A incorreção mais básica é a sugestão de que o antígeno seja capaz de ativar diretamente
linfócitos para a produção de anticorpos. Embora capazes de ligar moléculas de antígeno às moléculas de
IgM que possuem na membrana, os linfócitos B não são ativados por esta ligação. O processo mais comum
(T-dependente) de ativação de linfócitos B requer a presença de linfócitos T auxiliares (CD4+). Por sua
vez, os linfócitos T são incapazes de ligar moléculas de antígeno em sua configuração nativa e requerem
que estas moléculas sejam previamente processadas e apresentadas por outras células.
Vários tipos de células podem operar como apresentadoras de antígenos para os linfocitos T-
auxiliares. Entre estas células, estão os próprios linfócitos B. A captação de antígenos pelos linfócitos B,
portanto, é uma etapa importante em seu processo de ativação, porque os antígenos captados são
processados e recolocados (apresentados) na membrana, transformados em peptídeos e conjugados a
outras moléculas da membrana (produtos do MHC). Linfócitos T-auxiliares podem, então, interagir com
estes peptídeos e, neste processo, levar à ativação do linfócito B.

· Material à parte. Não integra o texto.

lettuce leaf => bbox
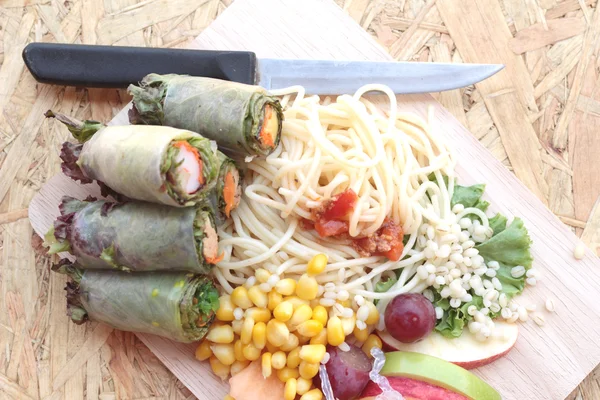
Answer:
[433,293,483,338]
[375,176,533,338]
[434,185,533,338]
[475,218,533,299]
[489,213,508,236]
[450,184,490,211]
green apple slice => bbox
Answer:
[381,351,502,400]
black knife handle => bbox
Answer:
[23,43,256,88]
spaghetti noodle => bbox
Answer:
[215,85,491,307]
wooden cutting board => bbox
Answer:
[29,0,600,400]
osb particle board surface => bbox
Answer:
[0,0,600,399]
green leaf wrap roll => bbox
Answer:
[129,74,283,155]
[46,111,220,207]
[46,196,218,274]
[206,152,242,225]
[53,260,219,343]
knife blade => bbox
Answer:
[23,43,504,94]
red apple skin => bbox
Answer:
[379,337,515,369]
[453,345,514,369]
[360,376,469,400]
[378,322,518,369]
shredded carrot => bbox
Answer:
[173,140,204,185]
[204,253,225,264]
[223,172,236,218]
[259,105,275,147]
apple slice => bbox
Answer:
[378,321,519,369]
[372,351,502,400]
[360,376,469,400]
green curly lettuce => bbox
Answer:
[434,185,533,338]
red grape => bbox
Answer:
[385,293,436,343]
[315,345,373,400]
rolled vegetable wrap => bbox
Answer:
[207,152,242,225]
[46,112,219,207]
[129,74,283,155]
[52,260,219,343]
[46,196,219,274]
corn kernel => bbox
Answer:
[209,356,231,381]
[353,326,369,342]
[280,333,300,351]
[216,295,235,321]
[295,332,310,345]
[196,340,212,361]
[254,268,271,283]
[240,318,254,344]
[306,253,327,275]
[245,307,271,324]
[233,339,248,361]
[267,290,283,311]
[327,316,346,346]
[252,322,267,350]
[362,334,383,357]
[230,360,250,376]
[288,304,312,327]
[273,301,294,322]
[296,377,312,396]
[206,325,233,343]
[298,360,321,379]
[287,347,302,368]
[231,286,253,310]
[271,351,287,369]
[261,353,272,379]
[265,340,279,354]
[275,278,296,296]
[365,301,379,325]
[337,299,352,308]
[340,314,356,336]
[283,378,298,400]
[283,296,312,310]
[296,274,319,300]
[277,367,300,383]
[248,286,269,308]
[300,389,323,400]
[267,319,290,347]
[312,306,328,326]
[210,343,235,365]
[300,344,327,363]
[242,343,260,361]
[298,319,323,338]
[310,328,327,345]
[231,319,244,335]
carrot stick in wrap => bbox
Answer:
[46,196,219,274]
[128,74,283,156]
[46,111,220,207]
[205,152,242,225]
[52,260,219,343]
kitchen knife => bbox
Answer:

A participação de linfócitos B e T nas interações ativadoras, portanto, é diferente. Enquanto os
anticorpos na membrana do linfócito B ligam-se às moléculas na sua conformação nativa tridimensional, os
receptores da célula T (TCR) exigem que estas moléculas sejam fisicamente alteradas (processadas)
em outras células e conjugadas a produtos do MHC para se ligarem a elas. 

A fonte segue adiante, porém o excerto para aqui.